# Jimi Hendrix - What makes him so great?



## Guitar101 (Jan 19, 2011)

Jimi's vocal and guitar styles are still distinct after all these years. What makes him so great and hard to impersonate? Has anyone come close?


----------



## marcos (Jan 13, 2009)

To me, SRV was a better all around player and signer. There was something about his tone that really made him the iconic musician signer he was. Dont get me wrong, i'm a big Jimmy fan but just prefered SRV overall.


----------



## loudtubeamps (Feb 2, 2012)

Jimi _created_ a new style of playing and was an incredible showman for being such a "shy guy".
He wrote and recorded a vast amount of amazing material and toured to every corner of the globe in a very,very short period of time.
Everthing attempted in Jimi's style after the fact is just emulation.
IMHO
Cheers, doug
and the price was right!









http://i1132.photobucket.com/albums/m570/loudtubeamps/DSC03879.jpg


----------



## GuitarsCanada (Dec 30, 2005)

Maybe this?

View attachment 1426


----------



## Guitar101 (Jan 19, 2011)

marcos said:


> To me, SRV was a better all around player and signer. There was something about his tone that really made him the iconic musician signer he was. Dont get me wrong, i'm a big Jimmy fan but just prefered SRV overall.

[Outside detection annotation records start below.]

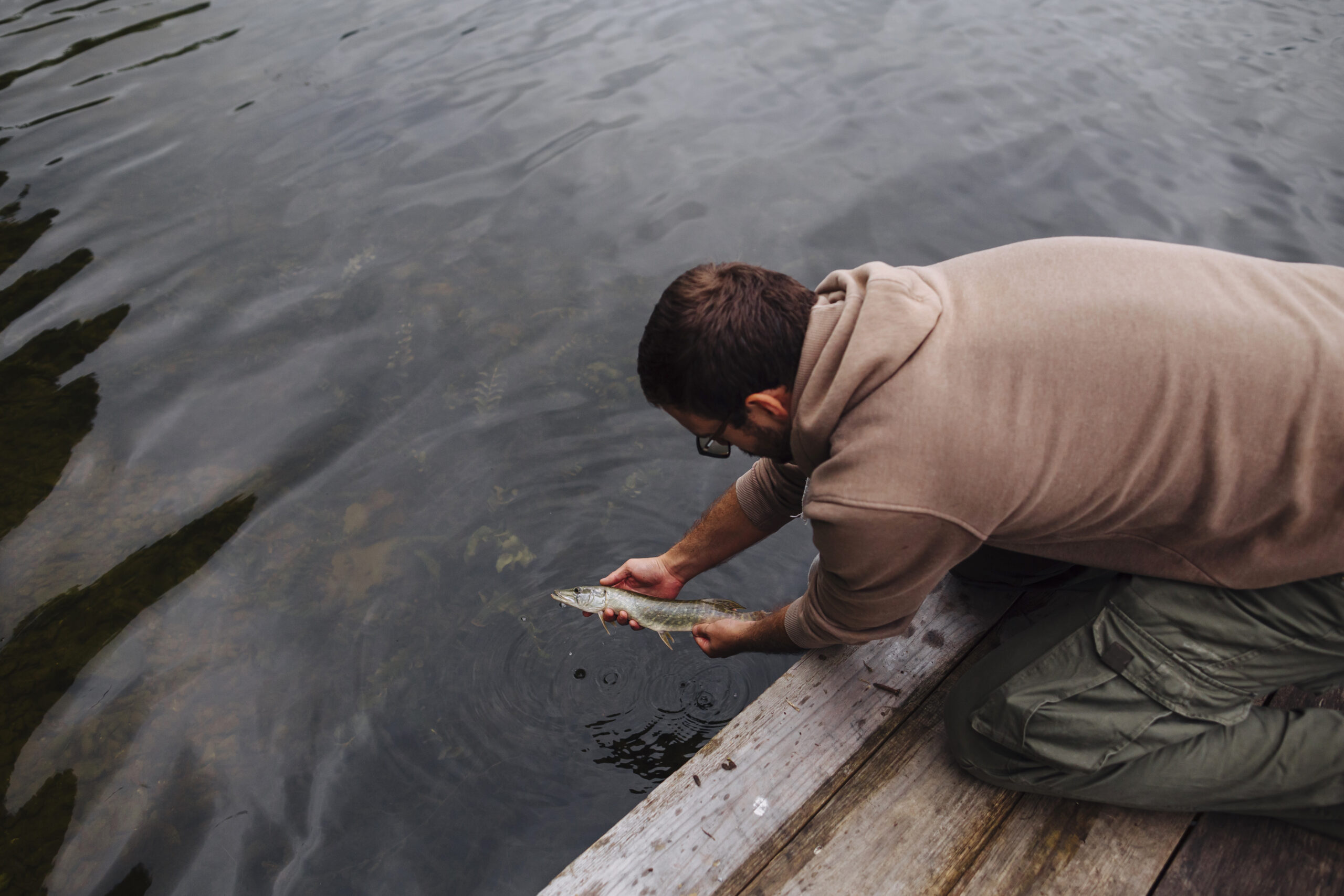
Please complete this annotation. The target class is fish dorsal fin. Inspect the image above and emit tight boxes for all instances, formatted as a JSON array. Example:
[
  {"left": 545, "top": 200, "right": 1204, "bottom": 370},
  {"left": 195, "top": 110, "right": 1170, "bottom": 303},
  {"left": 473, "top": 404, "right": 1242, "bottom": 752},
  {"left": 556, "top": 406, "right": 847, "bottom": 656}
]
[{"left": 706, "top": 598, "right": 746, "bottom": 613}]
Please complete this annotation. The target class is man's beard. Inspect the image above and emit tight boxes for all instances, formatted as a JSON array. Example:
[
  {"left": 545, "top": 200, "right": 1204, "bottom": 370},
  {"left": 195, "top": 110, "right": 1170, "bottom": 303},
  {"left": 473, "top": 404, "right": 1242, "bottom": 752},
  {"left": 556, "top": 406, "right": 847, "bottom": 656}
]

I total agree about SRV but being a piano player for many years and guitar player for a few years, I don't understand guitar as well as would like to. When I hear the first few notes from Jimi's guitar on a song, I know it's him playing and singing for that matter. Why don't more people copy his style or do they and I just don't know about it.


----------



## loudtubeamps (Feb 2, 2012)

There are lots of players have taken bits and pieces from Jimi over the years.
Trower-SRV-Mayer-Frank Marino.....................................
I don't have enough time right now to start naming names, but I bet others will start the process and the list _will_ be long.
Cheers, d.
jimi hendrix wannabe - Google Search9kkhhd

jimi hendrix reincarnation - Google Search

:smilie_flagge17:


----------



## loudtubeamps (Feb 2, 2012)

GuitarsCanada said:


> Maybe this?
> 
> View attachment 1426


"<Why is it that Noel and Mitch still have their shirts on?>"

This could turn into a kinda' like a "Knock -Knock" joke I suppose??!!

BTW, the lady on the right, please and thanks.


----------



## Guest (Aug 25, 2012)

I remember watching Tony Springer in the 80's. 
He emulated Jimi pretty well back in the day.

[video=youtube;9jHRubGY9oI]http://www.youtube.com/watch?v=9jHRubGY9oI&amp;feature=related[/video]


----------



## Budda (May 29, 2007)

I never thought I'd see nudity on this forum haha.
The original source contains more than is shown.